As County Counsel’s Association of California describes it, “[t]he Plan of Naples is a one-page sketch map recorded in 1888. It depicts approximately 240 rectangular blocks and *767irregular fractional blocks, of which about 227 are numbered. The blocks numbered 31, 44, 60, 69, 70 and 142 are shown divided into approximately 170 pencil-shaped parcels that are unnumbered. The paucity of information on the map reveals that it does not qualify as a record of survey. For example, it gives no dimensions for any of the parcels or for the vast majority of the blocks, and lacks references to bearings, monuments, relationships to adjacent tracts, scale, compass points, or the date of any survey. (See Bus.&Prof. [Code §] 8764.) The map does show the blocks as being separated by a rigidly rectangular grid of streets drawn in apparent disregard for topography and natural features. The streets, in blind obedience to this plan, run straight across the barrancas depicted on the map and plunge over the coastal cliffs into the sea. Petitioners claim that each of these 240 blocks and 170 parcels must be recognized as a legal parcel for the purposes of the modern Subdivision Map Act”
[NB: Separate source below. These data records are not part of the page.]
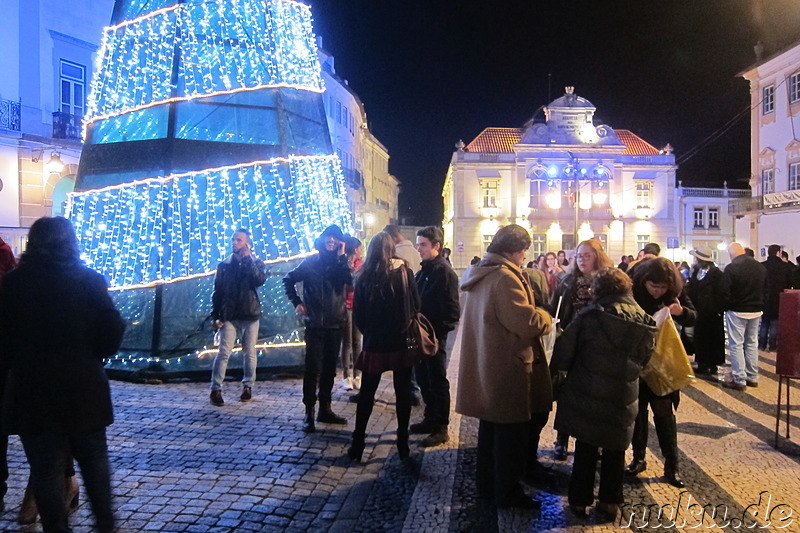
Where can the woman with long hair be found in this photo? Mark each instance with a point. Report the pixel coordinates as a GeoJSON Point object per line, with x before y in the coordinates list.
{"type": "Point", "coordinates": [575, 293]}
{"type": "Point", "coordinates": [382, 286]}
{"type": "Point", "coordinates": [57, 323]}
{"type": "Point", "coordinates": [657, 284]}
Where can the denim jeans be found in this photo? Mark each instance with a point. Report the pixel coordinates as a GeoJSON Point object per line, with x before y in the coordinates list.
{"type": "Point", "coordinates": [435, 387]}
{"type": "Point", "coordinates": [227, 337]}
{"type": "Point", "coordinates": [742, 347]}
{"type": "Point", "coordinates": [48, 455]}
{"type": "Point", "coordinates": [768, 333]}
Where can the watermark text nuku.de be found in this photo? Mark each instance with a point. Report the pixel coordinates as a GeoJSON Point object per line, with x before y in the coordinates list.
{"type": "Point", "coordinates": [689, 514]}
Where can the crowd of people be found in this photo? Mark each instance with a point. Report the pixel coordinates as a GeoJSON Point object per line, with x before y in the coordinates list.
{"type": "Point", "coordinates": [361, 311]}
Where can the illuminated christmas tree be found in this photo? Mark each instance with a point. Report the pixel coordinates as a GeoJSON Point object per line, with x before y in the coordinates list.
{"type": "Point", "coordinates": [204, 116]}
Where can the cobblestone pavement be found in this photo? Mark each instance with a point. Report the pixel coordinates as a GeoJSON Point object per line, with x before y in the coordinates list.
{"type": "Point", "coordinates": [183, 465]}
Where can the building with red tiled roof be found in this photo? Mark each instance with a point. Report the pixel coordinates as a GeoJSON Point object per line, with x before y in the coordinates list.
{"type": "Point", "coordinates": [567, 180]}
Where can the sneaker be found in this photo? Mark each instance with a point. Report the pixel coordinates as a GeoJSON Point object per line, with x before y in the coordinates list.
{"type": "Point", "coordinates": [440, 436]}
{"type": "Point", "coordinates": [426, 426]}
{"type": "Point", "coordinates": [733, 385]}
{"type": "Point", "coordinates": [247, 394]}
{"type": "Point", "coordinates": [216, 398]}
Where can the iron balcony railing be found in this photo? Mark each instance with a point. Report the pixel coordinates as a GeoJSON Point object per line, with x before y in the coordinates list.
{"type": "Point", "coordinates": [9, 115]}
{"type": "Point", "coordinates": [742, 206]}
{"type": "Point", "coordinates": [66, 126]}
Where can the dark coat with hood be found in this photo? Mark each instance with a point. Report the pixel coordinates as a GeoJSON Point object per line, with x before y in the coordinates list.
{"type": "Point", "coordinates": [57, 323]}
{"type": "Point", "coordinates": [603, 350]}
{"type": "Point", "coordinates": [779, 278]}
{"type": "Point", "coordinates": [324, 277]}
{"type": "Point", "coordinates": [236, 288]}
{"type": "Point", "coordinates": [438, 291]}
{"type": "Point", "coordinates": [503, 375]}
{"type": "Point", "coordinates": [709, 329]}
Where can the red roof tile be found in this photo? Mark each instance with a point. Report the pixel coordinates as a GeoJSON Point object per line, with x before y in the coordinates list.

In addition to the concession made in its answer, the County has made other admissions as to the legal existence of lot 132, most notably in the certificate of compliance issued for the property in 1986, which stated that the lot is a “legal parcel having been created in 1888 in compliance with the provisions of the California Subdivision Map and at that time there was no County of Santa Barbara Ordinance enacted pursuant thereto.” However, this case does not decide whether acts of recognition such as those performed by the County in this case could estop a County from asserting that a parcel had not been “created” for purposes of section 66451.10, subdivision (a).